Job Description
We are Nexus Future Labs, a pioneering force in artificial intelligence and machine learning. We are seeking a visionary Senior AI/ML Engineer to join our elite engineering team in San Francisco. In this role, you will be at the forefront of developing next-generation algorithms that redefine industry standards. If you are passionate about the future of AI, possess deep technical expertise, and thrive in a dynamic, high-growth environment, we want to hear from you.
Why Join Us?
- Work on cutting-edge projects that shape the future of technology.
- Competitive compensation and equity packages.
- Flexible remote-first policy with a vibrant San Francisco office.
- Unlimited PTO and continuous learning budget.
The Role:
As a Senior AI/ML Engineer, you will be responsible for the end-to-end lifecycle of machine learning models, from data engineering and feature selection to deployment and monitoring. You will work closely with cross-functional teams of data scientists, product managers, and engineers to deliver scalable, robust, and ethical AI solutions.
Responsibilities
- Design, develop, and deploy scalable machine learning models and pipelines using Python, TensorFlow, and PyTorch.
- Lead the architecture and optimization of large-scale inference systems to ensure low latency and high throughput.
- Collaborate with data scientists to fine-tune pre-trained models and develop custom architectures for specific use cases.
- Implement rigorous testing and validation strategies to ensure model accuracy, fairness, and robustness.

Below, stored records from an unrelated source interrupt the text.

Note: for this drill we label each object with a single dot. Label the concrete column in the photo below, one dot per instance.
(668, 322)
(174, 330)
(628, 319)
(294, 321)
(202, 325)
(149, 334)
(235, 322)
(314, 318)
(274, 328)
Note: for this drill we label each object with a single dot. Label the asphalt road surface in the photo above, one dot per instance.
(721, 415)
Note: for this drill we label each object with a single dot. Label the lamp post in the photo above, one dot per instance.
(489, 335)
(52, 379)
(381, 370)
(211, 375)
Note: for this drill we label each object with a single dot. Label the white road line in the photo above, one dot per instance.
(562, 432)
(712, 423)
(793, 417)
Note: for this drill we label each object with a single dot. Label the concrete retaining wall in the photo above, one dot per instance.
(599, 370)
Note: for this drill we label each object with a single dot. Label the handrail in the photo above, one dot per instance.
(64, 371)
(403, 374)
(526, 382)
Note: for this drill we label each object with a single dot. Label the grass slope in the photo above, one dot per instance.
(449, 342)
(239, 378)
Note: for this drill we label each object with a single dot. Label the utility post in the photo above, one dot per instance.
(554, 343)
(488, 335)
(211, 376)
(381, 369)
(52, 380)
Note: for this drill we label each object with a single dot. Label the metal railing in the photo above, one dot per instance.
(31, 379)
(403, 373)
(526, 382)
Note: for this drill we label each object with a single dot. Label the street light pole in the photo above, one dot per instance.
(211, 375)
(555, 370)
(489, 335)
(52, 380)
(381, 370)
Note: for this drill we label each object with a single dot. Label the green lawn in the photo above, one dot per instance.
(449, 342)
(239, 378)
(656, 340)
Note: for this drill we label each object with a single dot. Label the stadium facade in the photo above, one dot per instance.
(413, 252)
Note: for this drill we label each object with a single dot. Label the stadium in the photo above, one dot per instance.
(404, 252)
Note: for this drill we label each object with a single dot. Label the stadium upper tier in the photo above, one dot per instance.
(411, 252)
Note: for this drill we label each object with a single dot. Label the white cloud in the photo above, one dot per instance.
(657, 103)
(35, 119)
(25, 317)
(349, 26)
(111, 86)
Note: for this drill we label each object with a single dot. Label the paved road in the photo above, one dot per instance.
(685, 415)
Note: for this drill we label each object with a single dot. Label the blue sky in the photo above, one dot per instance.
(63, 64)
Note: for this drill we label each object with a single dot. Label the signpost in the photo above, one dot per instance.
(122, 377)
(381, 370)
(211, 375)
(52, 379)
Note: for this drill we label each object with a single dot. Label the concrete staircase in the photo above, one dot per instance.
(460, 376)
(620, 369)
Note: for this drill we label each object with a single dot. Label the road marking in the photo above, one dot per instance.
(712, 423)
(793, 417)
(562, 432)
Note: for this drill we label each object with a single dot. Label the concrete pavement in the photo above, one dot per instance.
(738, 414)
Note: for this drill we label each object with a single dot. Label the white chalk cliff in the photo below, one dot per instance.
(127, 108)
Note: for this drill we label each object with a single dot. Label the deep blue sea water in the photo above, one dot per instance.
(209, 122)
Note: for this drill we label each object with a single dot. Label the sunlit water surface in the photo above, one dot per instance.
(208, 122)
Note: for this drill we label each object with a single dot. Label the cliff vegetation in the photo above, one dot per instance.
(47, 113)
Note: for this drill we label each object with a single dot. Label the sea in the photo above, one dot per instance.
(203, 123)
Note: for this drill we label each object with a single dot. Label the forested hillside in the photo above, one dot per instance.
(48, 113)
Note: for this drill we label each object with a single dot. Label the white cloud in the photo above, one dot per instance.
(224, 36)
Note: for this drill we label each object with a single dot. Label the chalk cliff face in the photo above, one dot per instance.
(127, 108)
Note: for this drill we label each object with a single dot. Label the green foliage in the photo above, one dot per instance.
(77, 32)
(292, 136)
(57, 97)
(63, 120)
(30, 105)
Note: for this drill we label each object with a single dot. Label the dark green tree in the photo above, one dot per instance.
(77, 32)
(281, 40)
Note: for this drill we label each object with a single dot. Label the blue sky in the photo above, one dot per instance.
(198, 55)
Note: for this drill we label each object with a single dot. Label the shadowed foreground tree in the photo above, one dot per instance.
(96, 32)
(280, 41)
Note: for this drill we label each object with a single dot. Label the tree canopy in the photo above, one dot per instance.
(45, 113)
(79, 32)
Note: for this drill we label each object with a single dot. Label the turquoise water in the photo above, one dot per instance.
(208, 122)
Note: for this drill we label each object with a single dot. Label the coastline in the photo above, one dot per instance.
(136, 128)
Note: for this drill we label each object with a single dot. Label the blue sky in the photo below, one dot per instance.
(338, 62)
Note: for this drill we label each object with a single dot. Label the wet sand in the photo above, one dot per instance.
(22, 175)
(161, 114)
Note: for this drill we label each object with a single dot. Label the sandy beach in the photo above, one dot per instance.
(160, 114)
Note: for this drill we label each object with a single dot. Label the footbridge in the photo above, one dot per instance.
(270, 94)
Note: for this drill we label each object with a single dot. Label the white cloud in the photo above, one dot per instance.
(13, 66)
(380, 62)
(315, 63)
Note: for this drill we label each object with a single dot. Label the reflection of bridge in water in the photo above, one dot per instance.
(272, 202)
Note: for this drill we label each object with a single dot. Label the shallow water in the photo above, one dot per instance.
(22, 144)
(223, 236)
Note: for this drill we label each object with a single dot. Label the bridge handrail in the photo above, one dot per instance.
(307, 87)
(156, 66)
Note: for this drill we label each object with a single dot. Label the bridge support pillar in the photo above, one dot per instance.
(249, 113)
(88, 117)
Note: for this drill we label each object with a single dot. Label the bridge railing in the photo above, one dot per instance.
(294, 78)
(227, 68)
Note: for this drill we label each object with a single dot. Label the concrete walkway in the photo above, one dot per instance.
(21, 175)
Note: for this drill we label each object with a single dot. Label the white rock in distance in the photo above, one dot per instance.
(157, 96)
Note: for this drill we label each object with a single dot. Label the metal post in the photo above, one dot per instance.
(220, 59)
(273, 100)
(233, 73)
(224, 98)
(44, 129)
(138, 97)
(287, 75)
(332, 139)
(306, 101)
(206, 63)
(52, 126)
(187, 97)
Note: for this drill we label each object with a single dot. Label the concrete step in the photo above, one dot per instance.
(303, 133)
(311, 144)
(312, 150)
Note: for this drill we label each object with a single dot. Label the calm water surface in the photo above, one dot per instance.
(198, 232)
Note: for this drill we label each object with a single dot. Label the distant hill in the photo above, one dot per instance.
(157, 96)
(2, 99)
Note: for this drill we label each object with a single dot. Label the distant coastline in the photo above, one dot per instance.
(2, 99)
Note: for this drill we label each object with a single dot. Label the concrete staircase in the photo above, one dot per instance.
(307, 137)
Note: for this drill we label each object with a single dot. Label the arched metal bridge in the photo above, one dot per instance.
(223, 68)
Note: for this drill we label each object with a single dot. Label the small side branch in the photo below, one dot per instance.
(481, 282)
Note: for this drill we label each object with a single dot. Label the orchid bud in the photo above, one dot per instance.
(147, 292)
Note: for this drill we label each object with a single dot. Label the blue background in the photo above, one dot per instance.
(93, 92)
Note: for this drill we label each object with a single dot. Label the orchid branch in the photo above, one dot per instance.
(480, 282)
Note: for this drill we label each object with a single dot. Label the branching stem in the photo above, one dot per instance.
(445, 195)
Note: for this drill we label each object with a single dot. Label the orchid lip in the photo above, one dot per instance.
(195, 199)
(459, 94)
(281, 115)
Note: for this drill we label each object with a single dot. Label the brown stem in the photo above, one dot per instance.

- Mentor junior engineers and provide technical guidance on best practices in MLOps and data engineering.
- Stay abreast of the latest advancements in AI research and integrate relevant innovations into our product suite.
Qualifications
- Bachelor’s degree in Computer Science, Mathematics, Statistics, or a related field (Master’s or PhD preferred).
- 5+ years of professional experience in machine learning, data science, or a related technical role.
- Strong proficiency in programming languages such as Python, C++, or Java.
- Deep understanding of statistical analysis, probability, and machine learning algorithms.
- Experience with cloud platforms (AWS, GCP, or Azure) and containerization technologies (Docker, Kubernetes).
- Proven track record of shipping production-grade ML models.